Мы перешли к другим темам – музыке, а именно, о возвышенности и красоте трех последних фортепианных сонат Бетховена. Пастернак считал их сильнее поздних квартетов композитора, и Ахматова разделяла это мнение: вся ее душа откликалась на эту музыку. Параллель, которую Пастернак проводил между Бахом и Шопеном, казалась ей странной и занимательной. Она сказала, что с Пастернаком ей легче говорить о музыке, чем о поэзии.
Ахматова заговорила о своем одиночестве и изоляции – как личной, так и профессиональной. Ленинград после войны казался ей огромным кладбищем: он походил на лес после пожара, где несколько сохранившихся деревьев лишь усиливали боль утраты. У Ахматовой было много друзей – Лозинский, Жирмунский, Харджиев, Ардовы, Ольга Бергольц, Лидия Чуковская, Эмма Герштейн (она не упомянула Гаршина и Надежду Мандельштам, о которых я тогда ничего не знал). Но она не искала у них поддержки.
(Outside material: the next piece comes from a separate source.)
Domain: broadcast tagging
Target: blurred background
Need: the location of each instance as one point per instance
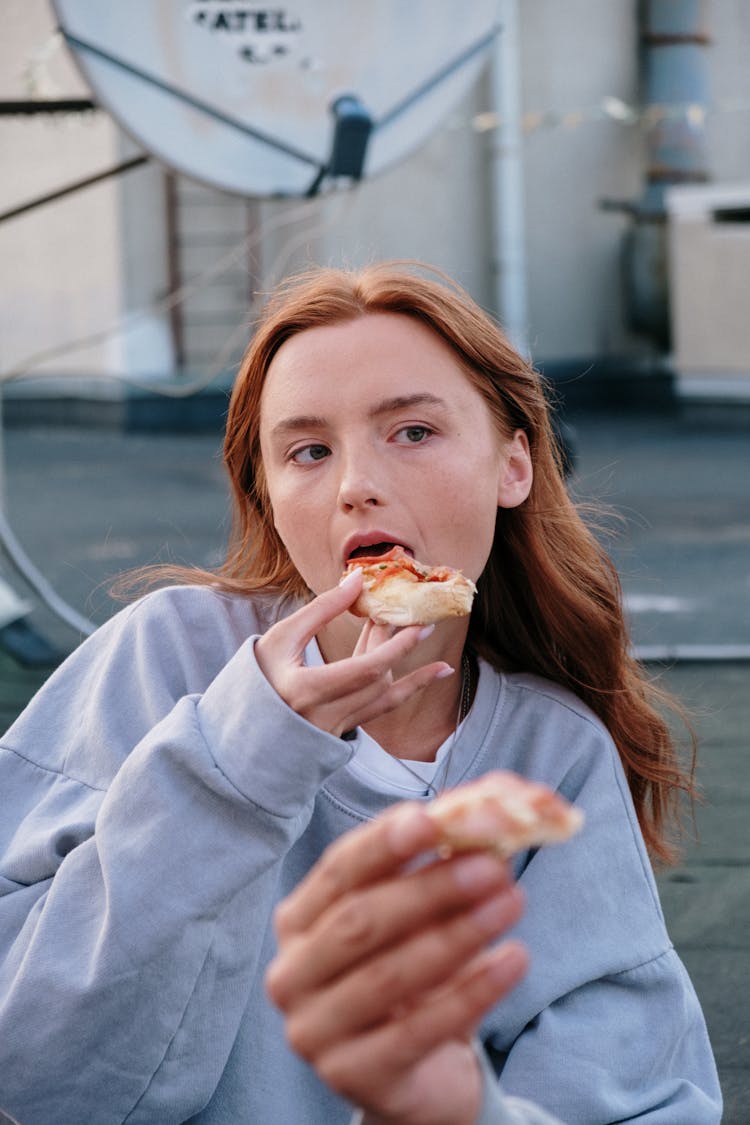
(581, 168)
Морально выжить ей помогало искусство, образы прошлого: пушкинский Петербург, Дон Жуан Байрона, Моцарт, Мольер, великая панорама итальянского Возрождения. Она зарабатывала на жизнь переводами. С большим трудом ей удалось добиться разрешения переводить письма не Ромена Роллана, а Рубенса. Она спросила меня, знаком ли я с этими письмами. Заговорили о Ренессансе. Мне было интересно узнать, является ли для нее этот период реальным историческим прошлым, заселенным несовершенными человеческими существами, или идеализированной картиной воображаемого мира.
Ахматова ответила, что, конечно, последнее. Вся поэзия и искусство того времени были для нее – здесь она заимствовала выражение Мандельштама – своего рода ностальгией по мировой культуре, и наряду с этим стремлением к культуре универсальной, как это представляли Гете и Шлегель. В искусстве, отражающим природу, любовь, смерть, отчаяние и страдание, она видела реальность без времени и истории, вещь в себе.
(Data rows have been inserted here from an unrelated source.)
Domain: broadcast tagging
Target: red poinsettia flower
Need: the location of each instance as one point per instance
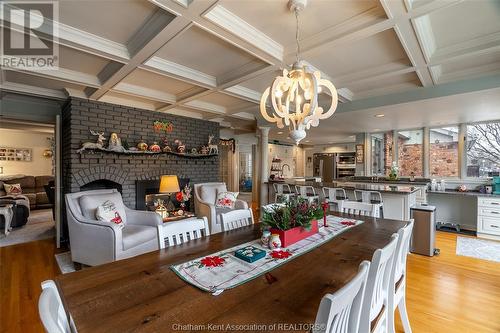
(214, 261)
(348, 223)
(280, 254)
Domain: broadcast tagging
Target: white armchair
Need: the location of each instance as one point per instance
(95, 242)
(205, 195)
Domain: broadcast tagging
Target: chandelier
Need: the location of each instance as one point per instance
(294, 95)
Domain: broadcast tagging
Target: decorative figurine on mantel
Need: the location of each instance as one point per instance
(181, 148)
(91, 145)
(115, 143)
(212, 149)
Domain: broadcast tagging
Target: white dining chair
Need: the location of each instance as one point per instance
(335, 197)
(397, 284)
(178, 232)
(340, 312)
(236, 219)
(359, 208)
(282, 192)
(373, 197)
(376, 300)
(51, 310)
(307, 192)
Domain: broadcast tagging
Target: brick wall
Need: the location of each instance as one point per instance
(132, 124)
(444, 159)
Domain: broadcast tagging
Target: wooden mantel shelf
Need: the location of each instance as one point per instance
(147, 153)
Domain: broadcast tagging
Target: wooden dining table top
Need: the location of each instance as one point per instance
(142, 294)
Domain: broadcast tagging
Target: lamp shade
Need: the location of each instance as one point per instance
(169, 184)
Вновь и вновь она говорила о дореволюционном Петербурге: городе, где она сформировалась, как поэт, городе скрывающим будущее под покровом ночи.
Ахматова ни в коей мере не пыталась пробудить жалость к себе, она казалось королевой в изгнании, гордой, несчастной, недосягаемой и блистательной в своем красноречии.
Рассказ о трагедии ее жизни не сравним ни с чем, что я слышал до сих пор, и воспоминание о нем до сих пор живо и больно. Я спросил Ахматову, не собирается ли она написать автобиографический роман, на что та ответила, что сама ее поэзия, в особенности, «Поэма без героя», является таковым. Она снова прочитала мне эту поэму, и я опять умолял дать мне ее переписать и вновь получил отказ. Наш разговор, переходящий от предметов литературы и искусства к глубоко личным сторонам жизни, закончился лишь поздним утром следующего дня.